There are a few problems you need to address or be aware of:

  1. 你不是在调用 super()__init__ 方法期间,因此不会发生任何继承的类初始化.Scrapy 不会做任何事情(比如调用它的 parse() 方法),因为所有这些都在 scrapy.Spider 中设置.

  1. You're not calling super() during the __init__ method, so none of the inherited classes initialization is going to be happening.
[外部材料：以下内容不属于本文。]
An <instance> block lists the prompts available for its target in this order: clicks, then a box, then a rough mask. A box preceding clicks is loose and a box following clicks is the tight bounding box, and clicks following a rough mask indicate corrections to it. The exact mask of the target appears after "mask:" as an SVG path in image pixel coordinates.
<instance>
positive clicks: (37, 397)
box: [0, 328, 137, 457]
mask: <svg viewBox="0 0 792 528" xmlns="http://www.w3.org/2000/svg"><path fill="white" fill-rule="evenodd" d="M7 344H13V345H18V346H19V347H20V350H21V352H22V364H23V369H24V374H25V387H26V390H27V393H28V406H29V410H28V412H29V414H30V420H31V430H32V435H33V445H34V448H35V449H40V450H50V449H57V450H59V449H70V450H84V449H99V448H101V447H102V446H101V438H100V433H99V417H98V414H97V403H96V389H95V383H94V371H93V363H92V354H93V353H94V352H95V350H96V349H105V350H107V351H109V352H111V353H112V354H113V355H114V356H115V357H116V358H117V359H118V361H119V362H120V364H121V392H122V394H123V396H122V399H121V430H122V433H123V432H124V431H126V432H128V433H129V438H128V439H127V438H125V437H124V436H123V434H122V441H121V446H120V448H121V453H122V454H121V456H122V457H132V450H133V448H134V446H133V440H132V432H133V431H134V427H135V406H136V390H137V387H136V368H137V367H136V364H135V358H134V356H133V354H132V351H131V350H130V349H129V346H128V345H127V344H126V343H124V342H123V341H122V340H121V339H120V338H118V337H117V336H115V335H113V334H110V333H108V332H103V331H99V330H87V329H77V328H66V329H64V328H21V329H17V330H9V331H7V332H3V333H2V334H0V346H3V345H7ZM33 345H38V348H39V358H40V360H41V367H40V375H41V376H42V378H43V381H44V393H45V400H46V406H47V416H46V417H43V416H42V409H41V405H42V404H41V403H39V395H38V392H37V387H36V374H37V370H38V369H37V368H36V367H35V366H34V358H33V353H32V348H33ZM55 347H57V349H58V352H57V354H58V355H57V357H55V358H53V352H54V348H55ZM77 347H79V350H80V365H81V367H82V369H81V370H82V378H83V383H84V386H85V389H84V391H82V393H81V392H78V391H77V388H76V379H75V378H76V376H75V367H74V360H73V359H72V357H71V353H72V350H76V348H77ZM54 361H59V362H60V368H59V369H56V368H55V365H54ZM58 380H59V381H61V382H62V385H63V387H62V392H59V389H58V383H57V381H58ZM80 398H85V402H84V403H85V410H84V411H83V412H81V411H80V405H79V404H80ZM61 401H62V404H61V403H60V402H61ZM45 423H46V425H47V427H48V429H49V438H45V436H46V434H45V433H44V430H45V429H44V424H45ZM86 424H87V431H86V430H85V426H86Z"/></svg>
Scrapy won't do anything (like calling it's parse() method), as that all is setup in scrapy.Spider.

解决上述问题后,您的 parse() 方法将被 Scrapy 调用,但不会在您的 Selenium 获取的网页上运行.它将对此一无所知,并将重新获取 url(基于 start_urls).这两个来源很可能会有所不同(通常差异很大).

After fixing the above, your parse() method will be called by Scrapy, but won't be operating on your Selenium-fetched webpage. It will have no knowledge of this whatsoever, and will go re-fetch the url (based on start_urls). It's very much likely that these two sources will differ (often drastically).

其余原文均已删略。